Irak’ta her seçim dönemi yaklaştığında, Türkmen toplumunun siyasi denklemdeki konumu ile ilgili eski sorular yeniden gündeme geliyor. Özellikle de Türkmen varlığının kalbi ve kimliğinin derin kökleri sayılan Kerkük’te…
Ancak son parlamento seçimlerinde dikkat çeken gerçek şu oldu: Yıllarca siyasi varlıklarını korumak için mücadele eden Türkmenler, tarihî şehirlerinde yeniden azınlık konumunada kaldı.

Kerkük’te Türkmen etkisinin azalması, iç içe geçmiş birçok nedene dayanıyor. Bunların bir kısmı Türkmenler arasındaki iç bölünmelerden, bir kısmı ise Irak’ın etnik ve mezhepsel paylaşım esasına dayalı siyasi sisteminden kaynaklanıyor. Seçimler, Türkmen sesinin birleşmesi için bir fırsat olması gerekirken, kişisel rekabetlerin arenasına dönüştü. Böylece ortak karar zayıfladı, oylar bölündü ve milletvekili sandalyeleri, daha örgütlü, mali gücü ve nüfuzu yüksek diğer gruplara gitti.

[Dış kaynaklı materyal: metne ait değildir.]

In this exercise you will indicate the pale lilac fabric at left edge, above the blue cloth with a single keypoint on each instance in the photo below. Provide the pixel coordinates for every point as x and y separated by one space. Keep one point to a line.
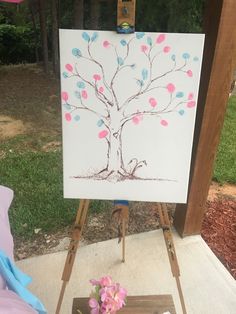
6 240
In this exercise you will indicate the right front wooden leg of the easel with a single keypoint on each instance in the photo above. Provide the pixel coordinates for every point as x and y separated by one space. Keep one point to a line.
166 227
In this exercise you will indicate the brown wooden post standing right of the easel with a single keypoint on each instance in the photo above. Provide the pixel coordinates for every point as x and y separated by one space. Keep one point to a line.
217 70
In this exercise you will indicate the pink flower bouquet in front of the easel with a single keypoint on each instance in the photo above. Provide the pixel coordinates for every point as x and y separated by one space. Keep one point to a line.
108 297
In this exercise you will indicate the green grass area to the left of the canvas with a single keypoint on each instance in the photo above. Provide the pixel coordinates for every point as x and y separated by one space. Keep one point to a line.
36 178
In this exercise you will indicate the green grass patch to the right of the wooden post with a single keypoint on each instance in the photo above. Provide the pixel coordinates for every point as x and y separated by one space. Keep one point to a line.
225 164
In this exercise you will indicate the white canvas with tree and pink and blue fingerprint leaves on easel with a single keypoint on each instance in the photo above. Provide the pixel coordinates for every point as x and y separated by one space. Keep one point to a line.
128 109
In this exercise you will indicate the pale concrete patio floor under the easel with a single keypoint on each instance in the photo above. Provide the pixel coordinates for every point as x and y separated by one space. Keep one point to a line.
207 286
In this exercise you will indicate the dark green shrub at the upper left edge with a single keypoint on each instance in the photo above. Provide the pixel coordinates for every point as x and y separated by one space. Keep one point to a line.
16 44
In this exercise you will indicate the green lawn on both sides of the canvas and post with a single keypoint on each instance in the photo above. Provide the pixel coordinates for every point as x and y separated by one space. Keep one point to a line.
36 178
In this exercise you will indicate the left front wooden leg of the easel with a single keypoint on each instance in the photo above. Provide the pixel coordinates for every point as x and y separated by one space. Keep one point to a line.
77 231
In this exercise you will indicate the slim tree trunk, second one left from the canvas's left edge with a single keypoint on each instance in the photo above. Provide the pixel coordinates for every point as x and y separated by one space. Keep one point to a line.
42 18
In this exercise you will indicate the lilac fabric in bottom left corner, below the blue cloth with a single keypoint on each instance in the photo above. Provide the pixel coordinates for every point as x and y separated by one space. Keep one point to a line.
11 303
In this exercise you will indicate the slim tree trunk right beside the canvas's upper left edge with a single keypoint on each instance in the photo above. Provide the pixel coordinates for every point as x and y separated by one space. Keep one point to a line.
55 38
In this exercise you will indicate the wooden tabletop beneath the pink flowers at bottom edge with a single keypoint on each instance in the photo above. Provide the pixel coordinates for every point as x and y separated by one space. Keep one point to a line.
152 304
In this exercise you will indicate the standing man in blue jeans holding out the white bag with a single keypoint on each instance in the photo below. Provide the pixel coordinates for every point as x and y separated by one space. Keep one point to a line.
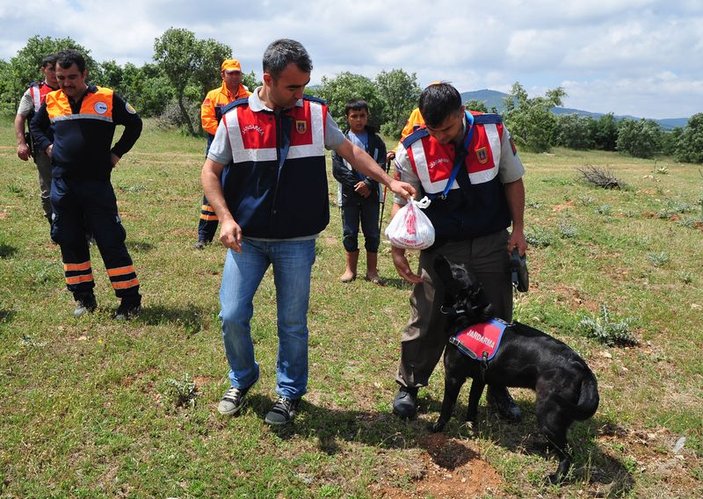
265 177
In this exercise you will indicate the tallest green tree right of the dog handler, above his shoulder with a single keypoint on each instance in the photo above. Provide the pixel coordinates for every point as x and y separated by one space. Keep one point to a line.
531 121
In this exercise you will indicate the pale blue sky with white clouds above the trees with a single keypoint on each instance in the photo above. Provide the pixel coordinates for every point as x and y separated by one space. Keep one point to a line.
640 58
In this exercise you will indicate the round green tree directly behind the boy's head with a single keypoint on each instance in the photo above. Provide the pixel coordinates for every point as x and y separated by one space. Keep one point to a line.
345 86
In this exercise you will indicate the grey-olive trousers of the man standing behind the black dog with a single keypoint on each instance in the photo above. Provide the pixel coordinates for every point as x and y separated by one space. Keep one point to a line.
424 338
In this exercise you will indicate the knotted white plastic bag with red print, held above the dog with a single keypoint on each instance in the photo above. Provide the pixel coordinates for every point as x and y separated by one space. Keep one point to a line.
410 228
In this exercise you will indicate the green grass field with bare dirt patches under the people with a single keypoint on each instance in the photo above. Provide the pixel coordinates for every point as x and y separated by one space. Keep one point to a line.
91 407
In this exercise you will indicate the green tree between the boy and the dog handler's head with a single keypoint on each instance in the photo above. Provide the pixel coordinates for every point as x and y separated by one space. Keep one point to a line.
399 92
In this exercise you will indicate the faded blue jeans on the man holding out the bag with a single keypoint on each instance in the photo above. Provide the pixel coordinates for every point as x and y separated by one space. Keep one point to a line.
292 265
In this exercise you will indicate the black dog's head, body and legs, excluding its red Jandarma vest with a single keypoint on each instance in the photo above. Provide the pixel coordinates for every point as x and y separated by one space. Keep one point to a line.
566 388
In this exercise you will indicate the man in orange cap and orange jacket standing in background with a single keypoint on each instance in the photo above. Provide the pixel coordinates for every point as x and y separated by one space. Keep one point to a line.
210 115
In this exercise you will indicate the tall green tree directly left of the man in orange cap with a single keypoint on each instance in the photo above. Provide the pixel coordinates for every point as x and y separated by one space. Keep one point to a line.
191 66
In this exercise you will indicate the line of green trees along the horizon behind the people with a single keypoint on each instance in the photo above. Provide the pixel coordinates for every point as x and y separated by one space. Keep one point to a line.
185 68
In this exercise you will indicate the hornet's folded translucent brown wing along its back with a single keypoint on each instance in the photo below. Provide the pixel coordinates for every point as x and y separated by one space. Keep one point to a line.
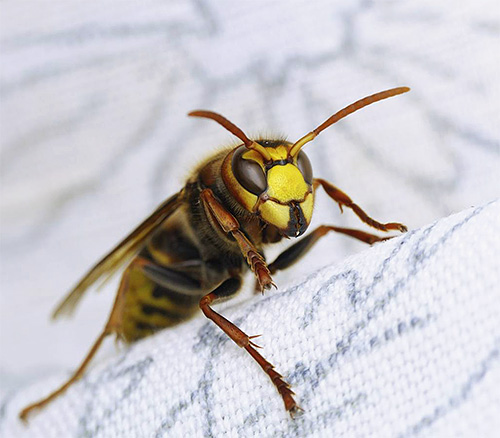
119 255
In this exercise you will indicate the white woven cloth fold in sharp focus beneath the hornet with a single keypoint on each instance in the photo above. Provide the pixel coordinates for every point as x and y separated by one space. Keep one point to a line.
400 340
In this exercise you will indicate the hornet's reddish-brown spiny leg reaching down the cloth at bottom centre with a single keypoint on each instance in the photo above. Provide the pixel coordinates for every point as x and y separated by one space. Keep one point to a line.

Kerkük artık tüm bileşenlerinin ortak şehri olarak yönetilmiyor; aksine, Kürt ve Arap güçleri arasında nüfuz mücadelesine sahne olan bir alan hâline geldi. Eskiden denge ve istikrar unsuru olan Türkmen sesi ise giderek marjinalleşti. Bugün Türkmenler, geçmişte “denge unsuru” oldukları şehirde, daha büyük güçlerin oyununda ikincil bir aktör hâline gelmiş durumda — oysa bu kentin asıl sahipleri ve kurucuları onlar olmuştu.
Bu gerilemenin temel nedenlerinden biri de etkin Türkmen kurumlarının eksikliği ve Türkmen siyasi güçlerinin gerçek bir halk desteğinden yoksun olmasıdır. Diğer partiler güçlü örgütlenme ağlarına sahipken, Türkmen siyasi hareketleri hâlâ bireysel çabalara ve sınırlı ilişkilere dayanmaktadır. Bu da onları, sert ve rekabetçi seçim ortamında zayıf düşürmektedir.
Her şeye rağmen son seçimler, Türkmenler için bir uyarı zili niteliği taşımaktadır — siyasi dağınıklığın ve zayıf ittifaklara duyulan aşırı güvenin yeni kayıplara yol açtığını açıkça göstermiştir.
Bugün çıkarılacak en önemli ders şudur: Kimlik sloganlarla değil, ortak duruş ve güçlü kurumlarla korunur.
Eğer Türkmen kararı birleşmez ve iç yapı liyakat temelinde yeniden inşa edilmezse, Kerkük Türkmen sesi olmadan yönetilmeye devam edecek ve Türkmenler, tarihî olarak parçası oldukları vatanın yönetiminde etkisiz kalacaklardır.
Kerkük’te ve genel olarak Irak’ta Türkmenlerin rollerini yeniden kazanabilmeleri için, isimlerin ve grupların ötesine geçen birlikte bir siyasi projeye ihtiyaç vardır.
İlk adım, *karar birliğini sağlayacak, Türkmen toplumunun ekonomik ve siyasi hedeflerini belirleyecek bir “Türkmen Yüksek Konseyi”*nin kurulması olmalıdır. Ancak böyle kurumsal bir çerçeveyle Türkmenler, yeniden sessiz bir azınlık değil, etkin bir ulusal ortak olarak yerlerini alabilirler.